我们讲快手用户在平台上获取互联网红利,第一个条件是你的资产要进入互联网市场中。资产只有获得市场准入机会后才能变为资本,进而转化为经济收益。
在传统市场中,决定用户经济收益的是实业资本、社会资本以及教育资本等的积累,在互联网市场交易中,除了这些资本积累,互联网还可以将原本在传统市场中的一些“僵化资产”转化为互联网资本。
最典型的一个就是互联网使用技能,传统市场中,个体互联网技能并没有市场准入机会也无益于资本积累,但在互联网市场中,它却成为了获取红利的重要基础。

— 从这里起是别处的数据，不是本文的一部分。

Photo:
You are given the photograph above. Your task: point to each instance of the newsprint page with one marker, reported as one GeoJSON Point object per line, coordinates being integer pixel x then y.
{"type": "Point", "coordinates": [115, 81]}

对互联网的使用技能越高,信息获取速度越快,就越有可能获取更多收益。快手电商网络的搭建可以让大量的乡镇农村用户资产获得市场准入机会,这是他们通过平台赚钱的重要基础。
那快手是怎么影响用户获取互联网红利的呢?
为了更好的解释这个问题,我借鉴了互联网资本的框架。用户互联网资本的多少会直接影响互联网红利差异,而影响互联网资本发挥效用的条件包括互联网平台以及两个“乘数效应”的发挥,也就是市场规模乘数效应和潜在需求差异规模乘数效应。乘数效应简单来说就是正反馈。增加用户的互联网资本可以通过提升资产转化率或者扩大资产规模来实现。
快手连接了非常多的乡镇农村用户,给了他们一个相对平均的流量分配模式,在这种去中心化的网络结构中,中心节点的数量和权重都会降低,个体之间的连接也会更加平均。个体获得的连接数量越多,市场规模一定会变大,你就有可能赚更多的钱。
这很容易进入一个正向反馈里,赚得越多,你再投入进去,相当于你的资产规模又扩大了,最终导致你获取更多互联网红利。
其实,还有一个潜在需求差异规模乘数效应。由于平台连接的用户多了,很多在传统市场中受众范围比较小的商品,在快手上就会被很多人关注,比如鹿茸、虫草,连接的人越多,这种差异化的需求就更有可能被满足。
但也有一点无法忽视,对于平台来说,网络中心化程度越高,变现越快,而快手是去中心化的网络结构,变现速度并不是很快,之前多通过直播变现,后来才探索出了其他的盈利模式,比如现在的电商模式。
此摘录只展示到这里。